O exército argelino prosseguia, ao início da noite, a operação para recuperar o controlo da instalação gasífera de Tiguentourine, no sul do país, depois de um violento assalto que provocou a morte de trinta reféns, entre os quais dois britânicos e dois franceses.  
 
O governo argelino afirma ter conseguido resgatar com vida 600 reféns nacionais e vários estrangeiros durante uma primeira ofensiva que resultou na morte de 11 sequestradores, um dos quais de nacionalidade francesa.  
 
Segundo fontes em Argel, o grupo armado islamita, aparentemente próximo da Al-Qaida, seria proveniente da Líbia e teria preparado a ação antes mesmo do início da ofensiva francesa no Mali. 
 
O presidente francês, François Hollande, reagiu à situação, afirmando:
 
“O que se passa na Argélia justifica ainda mais a decisão que tomei em nome da França, de vir em auxílio do Mali, de acordo com a Carta das Nações Unidas e a pedido do Presidente deste país.

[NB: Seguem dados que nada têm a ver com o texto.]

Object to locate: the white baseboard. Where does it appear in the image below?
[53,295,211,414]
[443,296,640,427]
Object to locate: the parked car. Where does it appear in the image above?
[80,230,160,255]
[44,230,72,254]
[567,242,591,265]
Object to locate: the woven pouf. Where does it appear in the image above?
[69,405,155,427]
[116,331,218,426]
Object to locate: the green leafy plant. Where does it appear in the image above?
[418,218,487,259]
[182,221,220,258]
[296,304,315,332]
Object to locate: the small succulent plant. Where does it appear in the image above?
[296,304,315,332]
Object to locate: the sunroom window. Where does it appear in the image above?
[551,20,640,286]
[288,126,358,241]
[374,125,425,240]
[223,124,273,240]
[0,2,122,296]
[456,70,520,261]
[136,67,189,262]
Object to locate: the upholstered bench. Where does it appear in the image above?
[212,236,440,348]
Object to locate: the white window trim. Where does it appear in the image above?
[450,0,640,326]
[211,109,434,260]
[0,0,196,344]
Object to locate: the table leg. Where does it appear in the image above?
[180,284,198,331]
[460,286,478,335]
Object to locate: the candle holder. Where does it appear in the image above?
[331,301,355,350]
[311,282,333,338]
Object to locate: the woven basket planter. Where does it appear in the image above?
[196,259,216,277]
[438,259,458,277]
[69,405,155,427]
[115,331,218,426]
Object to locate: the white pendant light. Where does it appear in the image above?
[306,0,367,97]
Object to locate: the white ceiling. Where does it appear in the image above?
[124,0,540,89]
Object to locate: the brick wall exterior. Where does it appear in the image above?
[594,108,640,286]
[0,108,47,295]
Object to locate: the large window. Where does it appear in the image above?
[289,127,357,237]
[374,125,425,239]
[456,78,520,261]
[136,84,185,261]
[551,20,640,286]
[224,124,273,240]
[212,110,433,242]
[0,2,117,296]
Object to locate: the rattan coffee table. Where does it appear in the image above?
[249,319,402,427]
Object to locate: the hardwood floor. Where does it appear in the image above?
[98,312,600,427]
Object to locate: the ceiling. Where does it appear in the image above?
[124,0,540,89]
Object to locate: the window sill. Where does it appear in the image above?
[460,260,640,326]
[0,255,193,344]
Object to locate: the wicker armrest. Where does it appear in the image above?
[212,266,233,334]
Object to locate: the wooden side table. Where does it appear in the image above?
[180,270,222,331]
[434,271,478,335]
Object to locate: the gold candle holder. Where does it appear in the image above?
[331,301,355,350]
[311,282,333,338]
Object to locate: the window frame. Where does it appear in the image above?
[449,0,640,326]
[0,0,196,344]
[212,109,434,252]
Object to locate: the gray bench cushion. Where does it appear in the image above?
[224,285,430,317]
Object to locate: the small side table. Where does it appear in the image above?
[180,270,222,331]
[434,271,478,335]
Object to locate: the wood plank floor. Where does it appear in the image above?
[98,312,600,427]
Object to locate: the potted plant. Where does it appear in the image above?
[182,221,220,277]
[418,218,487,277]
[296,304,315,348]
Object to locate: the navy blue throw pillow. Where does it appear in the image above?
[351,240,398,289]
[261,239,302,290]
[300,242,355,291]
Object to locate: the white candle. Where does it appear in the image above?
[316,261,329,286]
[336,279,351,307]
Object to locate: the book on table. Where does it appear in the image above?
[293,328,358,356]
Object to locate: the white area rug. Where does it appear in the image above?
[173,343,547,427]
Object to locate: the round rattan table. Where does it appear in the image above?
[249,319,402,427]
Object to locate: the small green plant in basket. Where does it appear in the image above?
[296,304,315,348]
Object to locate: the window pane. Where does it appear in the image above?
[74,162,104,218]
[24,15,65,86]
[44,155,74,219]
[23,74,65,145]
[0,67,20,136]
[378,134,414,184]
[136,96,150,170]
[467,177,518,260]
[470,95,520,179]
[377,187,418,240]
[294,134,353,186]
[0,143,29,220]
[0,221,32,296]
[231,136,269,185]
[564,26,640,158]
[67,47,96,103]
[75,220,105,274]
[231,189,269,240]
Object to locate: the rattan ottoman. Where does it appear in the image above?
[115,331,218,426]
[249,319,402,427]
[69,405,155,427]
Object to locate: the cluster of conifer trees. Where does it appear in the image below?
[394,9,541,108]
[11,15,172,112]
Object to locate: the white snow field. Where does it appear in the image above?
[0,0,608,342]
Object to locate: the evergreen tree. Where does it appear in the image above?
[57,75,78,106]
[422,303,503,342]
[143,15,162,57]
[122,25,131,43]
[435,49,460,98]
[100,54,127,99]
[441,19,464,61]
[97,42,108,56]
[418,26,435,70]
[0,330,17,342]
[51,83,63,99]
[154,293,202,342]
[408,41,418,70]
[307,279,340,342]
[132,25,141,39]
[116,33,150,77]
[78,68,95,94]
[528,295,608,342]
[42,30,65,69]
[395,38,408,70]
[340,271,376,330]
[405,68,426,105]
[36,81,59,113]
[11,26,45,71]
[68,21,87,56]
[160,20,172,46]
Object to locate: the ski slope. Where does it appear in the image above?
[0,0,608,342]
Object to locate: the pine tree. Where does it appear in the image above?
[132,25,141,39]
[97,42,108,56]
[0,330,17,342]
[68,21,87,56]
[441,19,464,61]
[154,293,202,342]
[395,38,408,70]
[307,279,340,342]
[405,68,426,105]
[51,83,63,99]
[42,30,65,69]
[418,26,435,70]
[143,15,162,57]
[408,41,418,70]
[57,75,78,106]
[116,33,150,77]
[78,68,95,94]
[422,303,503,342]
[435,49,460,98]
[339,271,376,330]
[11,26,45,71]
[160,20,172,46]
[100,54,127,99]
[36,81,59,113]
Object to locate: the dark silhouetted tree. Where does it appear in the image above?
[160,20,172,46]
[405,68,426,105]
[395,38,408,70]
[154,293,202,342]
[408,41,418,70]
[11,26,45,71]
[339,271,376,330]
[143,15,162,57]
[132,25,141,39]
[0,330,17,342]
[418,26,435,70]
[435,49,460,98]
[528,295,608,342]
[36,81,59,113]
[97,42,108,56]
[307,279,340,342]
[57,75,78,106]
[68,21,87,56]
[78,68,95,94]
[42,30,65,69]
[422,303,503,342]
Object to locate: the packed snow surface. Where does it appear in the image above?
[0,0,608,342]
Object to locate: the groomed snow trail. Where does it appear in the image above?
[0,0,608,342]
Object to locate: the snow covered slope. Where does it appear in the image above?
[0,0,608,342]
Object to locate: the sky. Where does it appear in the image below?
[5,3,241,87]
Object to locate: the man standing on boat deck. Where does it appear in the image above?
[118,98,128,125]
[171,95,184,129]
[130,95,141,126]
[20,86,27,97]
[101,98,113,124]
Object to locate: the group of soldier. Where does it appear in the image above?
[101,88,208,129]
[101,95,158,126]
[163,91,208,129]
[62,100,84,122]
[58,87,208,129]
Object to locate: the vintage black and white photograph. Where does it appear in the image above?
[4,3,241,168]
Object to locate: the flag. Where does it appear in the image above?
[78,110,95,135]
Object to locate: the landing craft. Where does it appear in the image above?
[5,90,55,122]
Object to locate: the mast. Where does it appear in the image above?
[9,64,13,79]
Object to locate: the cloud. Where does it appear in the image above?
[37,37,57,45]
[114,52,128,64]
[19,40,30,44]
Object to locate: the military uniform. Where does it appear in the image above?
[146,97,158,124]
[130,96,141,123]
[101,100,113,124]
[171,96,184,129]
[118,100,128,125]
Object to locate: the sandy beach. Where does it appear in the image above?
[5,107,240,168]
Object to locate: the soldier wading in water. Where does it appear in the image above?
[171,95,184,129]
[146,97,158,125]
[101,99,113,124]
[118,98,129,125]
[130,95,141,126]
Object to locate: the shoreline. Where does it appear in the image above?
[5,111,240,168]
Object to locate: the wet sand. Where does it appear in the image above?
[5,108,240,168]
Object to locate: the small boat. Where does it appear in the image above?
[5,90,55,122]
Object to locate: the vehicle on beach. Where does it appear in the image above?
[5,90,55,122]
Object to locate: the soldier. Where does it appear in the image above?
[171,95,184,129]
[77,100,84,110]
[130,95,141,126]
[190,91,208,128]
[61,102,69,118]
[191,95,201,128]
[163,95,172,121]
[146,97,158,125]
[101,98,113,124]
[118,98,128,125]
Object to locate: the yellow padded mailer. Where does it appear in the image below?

O objetivo é pôr fim a uma agressão terrorista e igualmente permitir que os africanos se mobilizem para restabelecer a integridade territorial do Mali”, disse François Hollande.
 
Segundo a agência de notícias argelina, que tinha anunciado anteriormente o fim da operação, o grupo armado mantém ainda vários reféns na zona residencial do complexo gasífero, onde se refugiou após o primeiro assalto do exército.
 
Com uma produção teórica de nove mil milhões de metros cúbicos de gás por ano, o campo de Tiguentourine representa cerca de 18% por cento da produção de gás argelino.
 
Criticada por França e Reino Unido, a violência da operação do exército argelino volta a demonstrar a determinação dos militares em fazer jus a uma das suas divisas: “aterrorizar os terroristas”.
 
As companhias britânica e norueguesa baseadas no complexo gasífero decidiram retirar os restantes trabalhadores do local, como medida de precaução.